Not only were these correlations untenable, but fatness was not what distinguished those with dementia. Increased risks for dementia were found in elderly women of all weight categories, but not in the men — although the men were fatter than the women! The relative risks for dementia associated with the greatest obesity in men was 0.84 to 1.20 — hugging either side of 1 and within random chance— a null finding. They tried to explain this by blaming it on not having the power to statistically detect an effect: “There were fewer obese and overweight men, thus the power to detect an effect was reduced.” But there were more obese and overweight men (2,741) than women (1,960).
This 2008 data dredge found the most variability in risks for dementia among the ‘normal’ weight people (odds ratios 0.94 to 3.81) compared with heavier people, negating a link to weight itself, but to other factors, such as genetic predispositions. Individual body shapes, including where fat accumulates, are also genetically determined, admitted lead author Dr. Whitmer. Yet, genetic or familial predispositions were not considered.
According to the authors in both papers, “those with a grade-school education were significantly more likely to be diagnosed with dementia,” suggesting a role for socioeconomic factors in memory function among elderly. They admitted, for example, that no information on dieting, nutrition, or actual cognitive function had been collected on the study participants at any time. Undernutrition and underweight has repeatedly been shown in other studies to have a key role in mental decline among elderly. Nor did they examine the use or overuse of certain prescription medications, even though it is one of the most common reasons for cognitive problems among elderly.
Once again, the association between fatness and dementia appears spurious. Even if the data used had been sound and a link to obesity tenable, countless confounding factors were not included or considered that could be the actual contributing causative factors, especially since they included all memory impairments in their term for dementia. Elderly women, for example, are more likely than men to have things known to exacerbate mental decline with advanced aging, increasing their risks of being misdiagnosed as having dementia in this study: be widowed, live alone with less social and mentally-stimulating interactions, live on lower fixed incomes and to have been smokers; and to have spent years “watching their figures,” undereating and restricting their food choices, and to have nutritional shortfalls.
Correlations are not causations. Correlations reported in epidemiological studies, as Dr. Hess noted, can only suggest a hypothesis for a role that then needs to be tested in clinical intervention trials and replicated. Here, there are no other studies.
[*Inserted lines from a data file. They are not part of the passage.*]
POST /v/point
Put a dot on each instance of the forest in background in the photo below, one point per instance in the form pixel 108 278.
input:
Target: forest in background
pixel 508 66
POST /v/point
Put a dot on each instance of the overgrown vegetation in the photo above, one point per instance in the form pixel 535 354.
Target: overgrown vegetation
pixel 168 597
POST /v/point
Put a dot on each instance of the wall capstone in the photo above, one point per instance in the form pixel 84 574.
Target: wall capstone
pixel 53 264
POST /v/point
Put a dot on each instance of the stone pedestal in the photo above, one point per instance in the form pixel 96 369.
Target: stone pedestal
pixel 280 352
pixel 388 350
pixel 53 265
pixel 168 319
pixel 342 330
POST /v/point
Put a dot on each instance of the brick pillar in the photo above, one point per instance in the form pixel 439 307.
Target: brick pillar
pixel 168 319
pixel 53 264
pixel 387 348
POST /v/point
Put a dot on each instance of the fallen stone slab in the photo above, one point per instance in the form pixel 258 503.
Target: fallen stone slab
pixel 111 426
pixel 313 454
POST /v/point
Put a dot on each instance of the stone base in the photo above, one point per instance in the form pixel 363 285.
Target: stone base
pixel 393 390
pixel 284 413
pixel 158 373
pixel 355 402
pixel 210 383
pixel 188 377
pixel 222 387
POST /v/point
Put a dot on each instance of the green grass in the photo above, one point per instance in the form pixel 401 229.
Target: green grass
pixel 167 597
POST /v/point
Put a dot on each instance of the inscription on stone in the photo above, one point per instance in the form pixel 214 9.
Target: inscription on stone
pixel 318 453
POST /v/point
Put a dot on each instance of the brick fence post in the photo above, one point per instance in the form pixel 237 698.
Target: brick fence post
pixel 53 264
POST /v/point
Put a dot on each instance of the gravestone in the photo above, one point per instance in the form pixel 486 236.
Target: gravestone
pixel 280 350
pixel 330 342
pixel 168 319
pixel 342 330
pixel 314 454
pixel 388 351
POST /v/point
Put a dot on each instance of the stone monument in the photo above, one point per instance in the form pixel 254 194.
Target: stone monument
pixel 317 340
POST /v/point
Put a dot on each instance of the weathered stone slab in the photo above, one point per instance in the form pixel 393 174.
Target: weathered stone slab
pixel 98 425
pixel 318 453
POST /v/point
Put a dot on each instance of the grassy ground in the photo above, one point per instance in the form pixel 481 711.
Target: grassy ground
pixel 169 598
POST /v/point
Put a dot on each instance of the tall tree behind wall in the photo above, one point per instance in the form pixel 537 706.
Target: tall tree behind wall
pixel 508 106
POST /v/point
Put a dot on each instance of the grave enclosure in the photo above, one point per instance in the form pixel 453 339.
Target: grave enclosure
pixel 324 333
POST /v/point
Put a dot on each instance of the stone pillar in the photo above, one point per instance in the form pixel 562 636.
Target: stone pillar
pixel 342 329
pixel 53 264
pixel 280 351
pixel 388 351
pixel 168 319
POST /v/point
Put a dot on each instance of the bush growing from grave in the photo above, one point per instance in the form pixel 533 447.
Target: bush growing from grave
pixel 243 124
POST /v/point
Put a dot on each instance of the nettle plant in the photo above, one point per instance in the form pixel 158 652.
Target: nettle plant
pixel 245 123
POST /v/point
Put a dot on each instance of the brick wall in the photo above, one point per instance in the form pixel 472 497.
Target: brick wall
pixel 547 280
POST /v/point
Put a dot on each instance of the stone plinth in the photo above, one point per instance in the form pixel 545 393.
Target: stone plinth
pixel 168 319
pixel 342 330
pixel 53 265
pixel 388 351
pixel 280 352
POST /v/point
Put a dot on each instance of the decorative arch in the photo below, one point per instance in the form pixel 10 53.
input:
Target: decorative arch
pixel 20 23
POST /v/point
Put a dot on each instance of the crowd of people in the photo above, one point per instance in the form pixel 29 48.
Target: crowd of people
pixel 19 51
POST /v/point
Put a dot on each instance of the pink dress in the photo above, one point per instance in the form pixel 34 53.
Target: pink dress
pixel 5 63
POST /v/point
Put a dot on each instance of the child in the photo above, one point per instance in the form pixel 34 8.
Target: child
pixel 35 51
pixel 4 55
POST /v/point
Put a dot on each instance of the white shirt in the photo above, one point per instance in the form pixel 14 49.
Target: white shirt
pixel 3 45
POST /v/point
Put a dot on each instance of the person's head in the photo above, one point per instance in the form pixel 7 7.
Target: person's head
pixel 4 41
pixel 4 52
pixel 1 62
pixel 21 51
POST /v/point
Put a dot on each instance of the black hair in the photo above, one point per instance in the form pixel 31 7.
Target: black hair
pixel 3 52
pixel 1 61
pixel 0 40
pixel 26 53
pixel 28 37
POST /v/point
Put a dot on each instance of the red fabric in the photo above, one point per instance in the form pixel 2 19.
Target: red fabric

As the Kaiser Permanente author and colleagues wrote in 2005: “To date, this is the first study to determine the contribution of mid-life adiposity... on risk of dementia.”
And that study showed no link between BMI or obesity and dementia. With no link, weight loss makes no sense, especially since there is no known way to safely lose weight and keep it off. This new study is being cited as “another good reason to drop a few pounds” with no connection at all.
Even more nonsensical, this study is being used to recommend people “get rid of” their bellies. But everyone knows, spot reducing is a weight loss myth, too.